After a rise in cases in China’s neighbours, India increased surveillance.
Presenting a COVID-19 negative test report is now required for entry into India for travellers from China and four other Asian nations.
To see if hospitals could handle a surge, drills were conducted on Tuesday.
Only about 3,400 coronavirus cases are now active in India, according to government statistics. However, news of the rise in China and the two deadly COVID waves that hit India in 2020 and 2021 had many people on edge.
However, experts say there is no immediate cause for concern.
“The rise in infections in China is to be expected.” Cases will increase if you have a susceptible population that hasn’t been exposed to the virus. “For the rest of the globe, including India, nothing has changed,” says epidemiologist and expert in health systems Dr. Chandrakant Lahariya.
China has been dealing with an increase in COVID cases since it began to abandon its so-called “zero-COVID” strategy, which called for severe lockdowns, quarantining, and closed borders. As the case surge puts pressure on the nation’s healthcare facilities, efforts are currently being made to increase vaccines for its vulnerable senior population.
Some scientists have expressed scepticism about the ability of Sinovac and Sinopharm, the two major vaccines used in China, to confer long-lasting immunity as a result of the increase.
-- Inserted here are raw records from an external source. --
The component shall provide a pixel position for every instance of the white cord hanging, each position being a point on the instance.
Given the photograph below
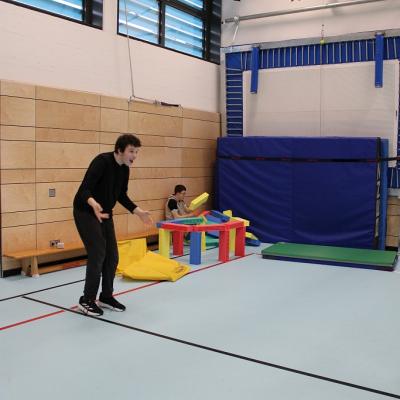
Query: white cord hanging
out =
(132, 97)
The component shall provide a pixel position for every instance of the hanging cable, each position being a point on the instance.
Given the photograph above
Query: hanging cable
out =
(132, 97)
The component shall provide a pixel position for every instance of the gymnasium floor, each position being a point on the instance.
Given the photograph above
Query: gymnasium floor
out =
(250, 328)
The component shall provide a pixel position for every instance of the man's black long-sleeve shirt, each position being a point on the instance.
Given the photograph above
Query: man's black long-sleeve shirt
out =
(107, 182)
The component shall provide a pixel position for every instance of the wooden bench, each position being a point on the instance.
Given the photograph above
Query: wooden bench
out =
(29, 258)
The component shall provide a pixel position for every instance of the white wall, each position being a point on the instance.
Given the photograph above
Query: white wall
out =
(361, 18)
(45, 50)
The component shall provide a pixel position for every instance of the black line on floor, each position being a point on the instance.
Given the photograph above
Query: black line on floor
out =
(69, 283)
(41, 290)
(226, 353)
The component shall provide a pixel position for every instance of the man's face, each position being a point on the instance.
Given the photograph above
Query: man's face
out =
(181, 195)
(129, 154)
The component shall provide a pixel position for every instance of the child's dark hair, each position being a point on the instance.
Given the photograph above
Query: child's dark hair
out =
(179, 188)
(125, 140)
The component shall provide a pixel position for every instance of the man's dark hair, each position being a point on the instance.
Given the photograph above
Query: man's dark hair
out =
(125, 140)
(179, 188)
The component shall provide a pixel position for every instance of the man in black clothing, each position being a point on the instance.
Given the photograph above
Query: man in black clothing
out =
(105, 183)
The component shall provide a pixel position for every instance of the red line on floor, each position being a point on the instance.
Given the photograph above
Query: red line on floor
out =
(2, 328)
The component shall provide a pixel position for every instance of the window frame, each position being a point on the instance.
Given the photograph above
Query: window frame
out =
(204, 14)
(87, 13)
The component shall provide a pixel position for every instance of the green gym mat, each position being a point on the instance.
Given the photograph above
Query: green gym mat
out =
(343, 256)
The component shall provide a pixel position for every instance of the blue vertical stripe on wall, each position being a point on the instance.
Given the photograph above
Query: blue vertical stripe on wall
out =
(298, 56)
(379, 52)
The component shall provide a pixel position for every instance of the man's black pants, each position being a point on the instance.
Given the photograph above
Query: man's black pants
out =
(102, 253)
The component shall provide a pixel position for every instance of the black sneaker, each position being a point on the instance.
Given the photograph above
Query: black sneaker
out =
(111, 303)
(89, 307)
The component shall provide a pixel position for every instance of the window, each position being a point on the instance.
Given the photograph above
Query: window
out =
(89, 12)
(189, 26)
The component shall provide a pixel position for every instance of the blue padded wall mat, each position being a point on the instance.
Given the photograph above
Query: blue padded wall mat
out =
(330, 203)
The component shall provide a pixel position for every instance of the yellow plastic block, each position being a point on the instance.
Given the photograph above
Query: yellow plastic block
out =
(246, 221)
(164, 240)
(198, 201)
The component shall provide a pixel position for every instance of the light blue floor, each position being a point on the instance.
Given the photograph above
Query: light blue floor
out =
(336, 322)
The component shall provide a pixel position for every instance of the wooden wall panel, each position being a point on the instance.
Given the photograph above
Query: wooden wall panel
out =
(48, 137)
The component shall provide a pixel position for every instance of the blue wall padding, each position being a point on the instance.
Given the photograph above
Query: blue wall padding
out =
(383, 195)
(316, 203)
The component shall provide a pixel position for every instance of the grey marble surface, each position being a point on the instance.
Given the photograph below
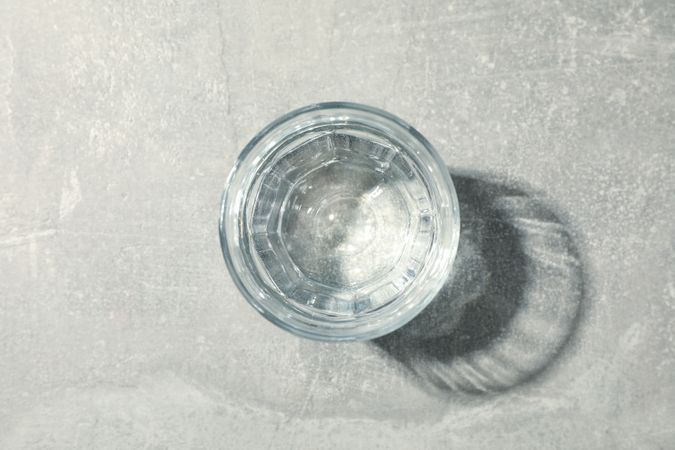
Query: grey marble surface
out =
(120, 328)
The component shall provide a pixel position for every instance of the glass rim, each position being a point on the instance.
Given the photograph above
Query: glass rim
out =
(275, 307)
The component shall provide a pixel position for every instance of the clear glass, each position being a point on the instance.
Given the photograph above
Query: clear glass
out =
(339, 222)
“Due to the Omicron subvariant BF.7’s extreme infectiousness and ability to bypass all prior immunity, people are becoming infected.” “Diseases that attack the elderly and populations with compromised immune systems are more common if you lack immunity,” declares Dr. Jacob John, a virologist.
Four COVID-19 cases caused by BF.7 have been recorded in India in the recent months; according to health experts, all four patients have made a full recovery.